The interest of this box lies in the writing at the bottom, which reads ‘Carron Company Stirlingshire’. The Carron Company was founded in Scotland in 1759 on the north bank of the River Carron, about 2 miles from Falkirk in Stirlingshire. The first blast furnace on this site, using coke as fuel, came into use in December of the following year. The company produced all kinds of iron objects, from elegant fireplaces for country mansions and stoves for use by American pioneers to steam engines and post boxes – both small rural ones and the more familiar ‘pillar boxes’.
Over the years the works had many famous visitors and collaborators. James Watt experimented with steam engine designs at the Carron works before he moved south to Birmingham, and Benjamin Franklin is said to have left a design for a stove (‘Dr Franklin’s stove or the Philadelphia stove’) at Carron after his visit there.
The early fame of the Carron Company rested on its production of armaments. Wellington remarked in 1812 that he only wanted cannons from the Carron Company in his army, and examples of such cannons that were used at Waterloo were exhibited in London in 1965 on the 150th anniversary of the battle.
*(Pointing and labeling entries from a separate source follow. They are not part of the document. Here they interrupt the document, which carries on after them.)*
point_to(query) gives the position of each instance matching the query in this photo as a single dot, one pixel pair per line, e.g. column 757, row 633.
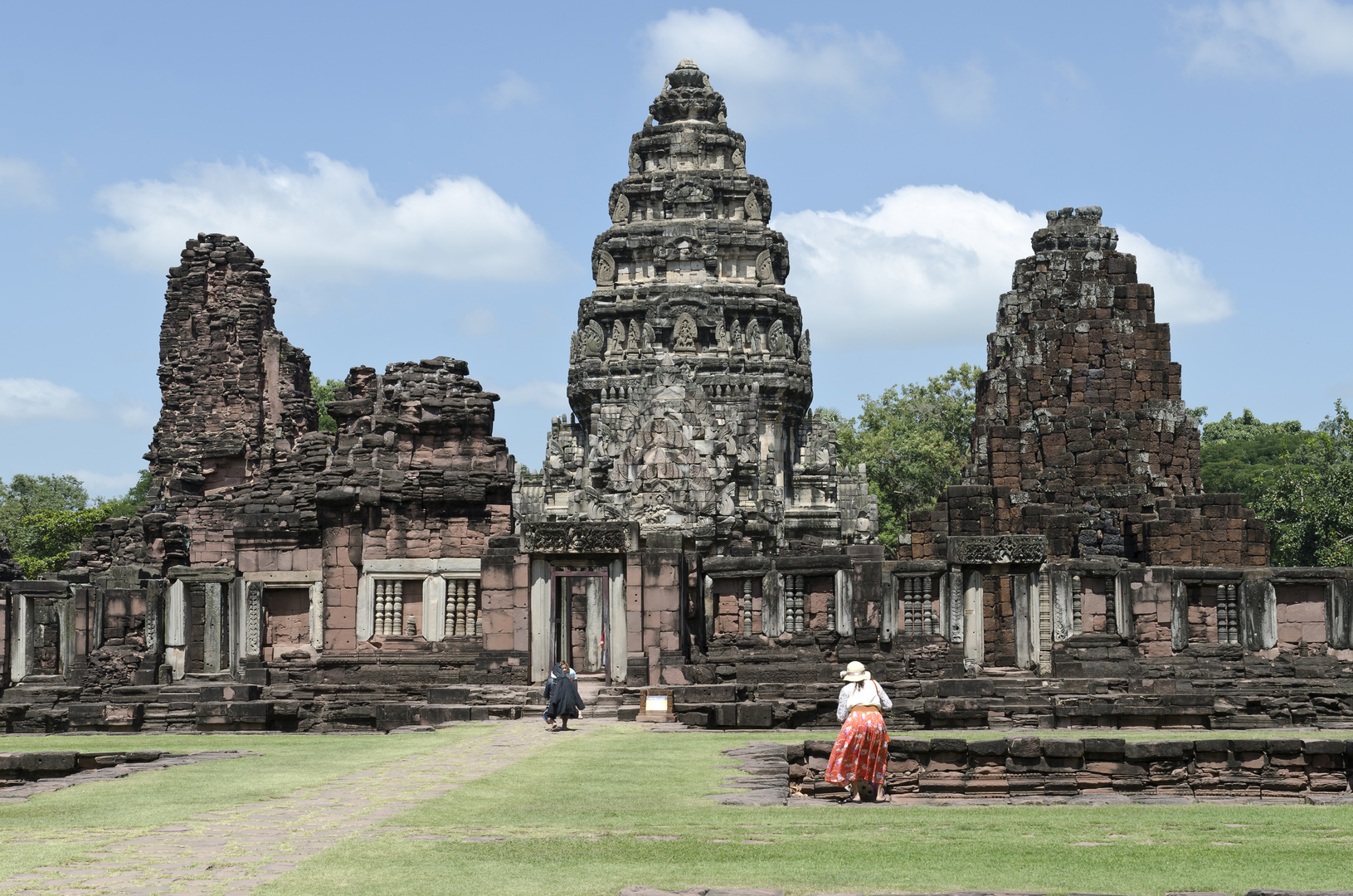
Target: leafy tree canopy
column 1239, row 450
column 913, row 441
column 1307, row 499
column 324, row 392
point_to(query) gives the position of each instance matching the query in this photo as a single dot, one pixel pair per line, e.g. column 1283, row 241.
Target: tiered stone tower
column 689, row 374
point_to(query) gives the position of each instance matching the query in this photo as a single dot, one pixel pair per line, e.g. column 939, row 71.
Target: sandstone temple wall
column 692, row 529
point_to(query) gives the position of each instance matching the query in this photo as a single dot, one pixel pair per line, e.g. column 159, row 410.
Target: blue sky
column 428, row 179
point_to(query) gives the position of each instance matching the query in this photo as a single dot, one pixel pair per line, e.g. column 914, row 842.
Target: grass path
column 620, row 806
column 60, row 827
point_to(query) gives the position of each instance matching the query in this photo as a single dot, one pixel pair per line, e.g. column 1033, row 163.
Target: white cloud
column 512, row 91
column 961, row 96
column 930, row 263
column 40, row 400
column 134, row 416
column 767, row 76
column 105, row 485
column 1183, row 293
column 328, row 222
column 1267, row 37
column 479, row 321
column 538, row 392
column 22, row 183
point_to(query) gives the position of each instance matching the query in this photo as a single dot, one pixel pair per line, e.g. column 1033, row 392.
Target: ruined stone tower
column 689, row 373
column 1081, row 433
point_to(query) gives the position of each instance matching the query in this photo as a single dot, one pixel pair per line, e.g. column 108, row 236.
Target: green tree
column 1307, row 497
column 324, row 392
column 1239, row 450
column 913, row 441
column 46, row 518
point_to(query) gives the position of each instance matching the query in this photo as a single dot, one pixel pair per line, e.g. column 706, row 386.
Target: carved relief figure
column 765, row 268
column 776, row 338
column 606, row 268
column 594, row 338
column 752, row 207
column 728, row 499
column 685, row 336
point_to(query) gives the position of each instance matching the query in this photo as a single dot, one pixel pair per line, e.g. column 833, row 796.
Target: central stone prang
column 689, row 374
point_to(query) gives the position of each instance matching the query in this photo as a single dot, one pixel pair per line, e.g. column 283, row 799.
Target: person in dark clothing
column 563, row 701
column 555, row 674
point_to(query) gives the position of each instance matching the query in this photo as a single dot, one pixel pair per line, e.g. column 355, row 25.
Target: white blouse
column 868, row 696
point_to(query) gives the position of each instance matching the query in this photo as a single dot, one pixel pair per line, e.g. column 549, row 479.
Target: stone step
column 439, row 713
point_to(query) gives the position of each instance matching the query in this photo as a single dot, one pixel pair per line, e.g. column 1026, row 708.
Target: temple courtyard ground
column 512, row 808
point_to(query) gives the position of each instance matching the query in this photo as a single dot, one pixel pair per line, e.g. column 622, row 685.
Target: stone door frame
column 615, row 606
column 21, row 643
column 557, row 578
column 249, row 619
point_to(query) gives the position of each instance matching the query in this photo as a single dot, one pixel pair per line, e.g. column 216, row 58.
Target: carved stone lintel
column 986, row 550
column 579, row 538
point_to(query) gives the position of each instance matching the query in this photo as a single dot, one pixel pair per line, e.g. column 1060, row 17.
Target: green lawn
column 574, row 819
column 56, row 827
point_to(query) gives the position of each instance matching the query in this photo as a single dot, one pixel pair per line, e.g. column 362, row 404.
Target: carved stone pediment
column 986, row 550
column 579, row 538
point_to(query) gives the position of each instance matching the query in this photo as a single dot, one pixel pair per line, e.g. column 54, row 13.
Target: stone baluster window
column 1076, row 606
column 919, row 615
column 1110, row 609
column 1228, row 616
column 465, row 616
column 795, row 608
column 747, row 608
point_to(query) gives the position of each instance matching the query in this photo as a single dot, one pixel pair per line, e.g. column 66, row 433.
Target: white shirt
column 870, row 694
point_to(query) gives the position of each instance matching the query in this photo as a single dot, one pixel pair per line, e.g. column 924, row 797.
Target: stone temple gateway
column 692, row 527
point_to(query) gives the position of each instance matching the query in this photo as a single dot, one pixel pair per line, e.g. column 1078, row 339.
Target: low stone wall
column 718, row 891
column 18, row 769
column 1097, row 769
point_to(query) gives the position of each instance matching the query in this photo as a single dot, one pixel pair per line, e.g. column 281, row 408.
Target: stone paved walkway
column 231, row 851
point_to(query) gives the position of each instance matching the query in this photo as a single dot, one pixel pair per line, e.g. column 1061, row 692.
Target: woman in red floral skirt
column 859, row 754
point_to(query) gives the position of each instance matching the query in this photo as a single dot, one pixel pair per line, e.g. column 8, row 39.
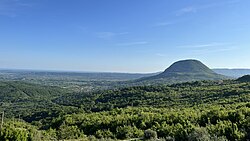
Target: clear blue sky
column 123, row 35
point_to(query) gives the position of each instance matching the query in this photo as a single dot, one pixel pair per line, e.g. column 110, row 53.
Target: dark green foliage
column 150, row 134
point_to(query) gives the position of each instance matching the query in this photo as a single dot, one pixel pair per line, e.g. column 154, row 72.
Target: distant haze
column 123, row 35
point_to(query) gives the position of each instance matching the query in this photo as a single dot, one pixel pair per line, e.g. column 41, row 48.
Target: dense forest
column 200, row 110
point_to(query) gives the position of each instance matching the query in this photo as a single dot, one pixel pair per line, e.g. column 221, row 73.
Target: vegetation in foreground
column 202, row 110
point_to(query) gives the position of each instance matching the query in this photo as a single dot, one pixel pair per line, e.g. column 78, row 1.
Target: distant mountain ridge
column 233, row 72
column 245, row 78
column 184, row 71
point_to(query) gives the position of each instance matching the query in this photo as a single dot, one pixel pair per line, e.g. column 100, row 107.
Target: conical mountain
column 184, row 71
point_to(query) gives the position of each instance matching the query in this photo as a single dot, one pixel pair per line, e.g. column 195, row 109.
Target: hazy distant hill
column 183, row 71
column 245, row 78
column 9, row 74
column 232, row 72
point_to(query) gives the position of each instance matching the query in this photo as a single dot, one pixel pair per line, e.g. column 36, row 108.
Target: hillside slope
column 184, row 71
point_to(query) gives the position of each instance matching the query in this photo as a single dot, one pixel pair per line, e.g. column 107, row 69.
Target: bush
column 150, row 134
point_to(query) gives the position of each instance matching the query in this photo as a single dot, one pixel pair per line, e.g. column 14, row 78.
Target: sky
column 123, row 35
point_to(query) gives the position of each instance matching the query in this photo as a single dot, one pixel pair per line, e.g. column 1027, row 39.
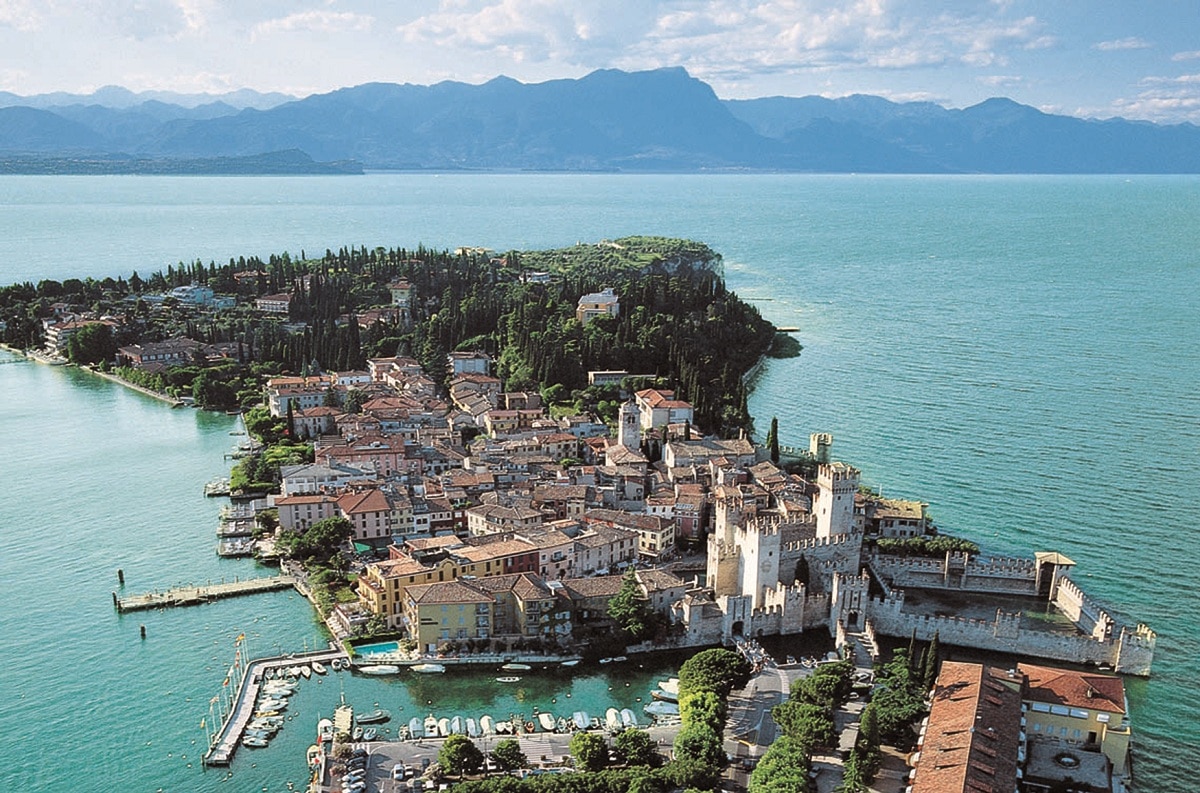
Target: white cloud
column 1132, row 42
column 21, row 14
column 324, row 22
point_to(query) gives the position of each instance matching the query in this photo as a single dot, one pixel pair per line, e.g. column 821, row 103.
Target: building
column 598, row 304
column 279, row 304
column 659, row 408
column 971, row 742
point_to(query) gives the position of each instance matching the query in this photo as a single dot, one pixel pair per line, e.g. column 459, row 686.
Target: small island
column 519, row 460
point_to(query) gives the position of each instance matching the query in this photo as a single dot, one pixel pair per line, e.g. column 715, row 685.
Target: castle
column 774, row 568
What the company was most famous for, though, were the short-barrelled, large-calibre naval cannons it produced, which were called carronades. These had a considerably shorter muzzle than conventional cannons, so reducing their range and accuracy, but at the same time making them considerably lighter. Conventional large-bore cannons were so heavy that they could only be carried on the lower decks of warships, which meant that at close range they fired mainly into the thickest part of the hulls of enemy ships. The importance of the lighter large-calibre carronades was that they could be carried on the upper decks without making the warships top-heavy and liable to capsize. Being on the upper decks, carronades could fire more easily through the relatively thin-walled upper hulls of enemy ships.
The other benefit of the carronade was that the design could be kept the same, but just scaled up or down for different-calibre guns, so that smaller ships such as brig-sloops could be armed with carronades that had a larger calibre than the cannons they were carrying. Sailors referred to them as ‘smashers’ because of the devastation they caused.
Unlike cannons, carronades came with their own carriages that were manufactured at the Carron works. Ordinary cannons were mounted on a truck supported on four wheels, and when they were fired the wheels allowed the whole cannon and truck to roll backwards with the recoil. Carronades were fixed to a mounting on a wooden slide, so that the recoil forced the mounting down the slide, but the slide itself did not move. This removed the danger of the gun carriage running over the feet of the gun crew on the recoil, which often caused terrible injuries. It also made it easier to ‘traverse’ the carronade (aim it from side to side), because the slide was fixed at the front but rested on small wheels at the rear. Although the slide could not move backwards, the rear of the slide could be swivelled from side to side to aim the gun. Although a few carronades were used by other navies, and the design was copied abroad, the carronade was one of the few technological advantages that Nelson’s navy had over the enemy.
Thoughout the 19th and into the 20th century the Carron Company made diverse products from cast iron, including bathtubs, telephone kiosks and rings for the lining of tunnels under the Rivers Tyne and Clyde. Gradually the market for cast iron diminished, and despite diversifying the company folded in 1982. Part of the company continues under the name of Carron Phoenix and specialises in high-quality kitchen sinks."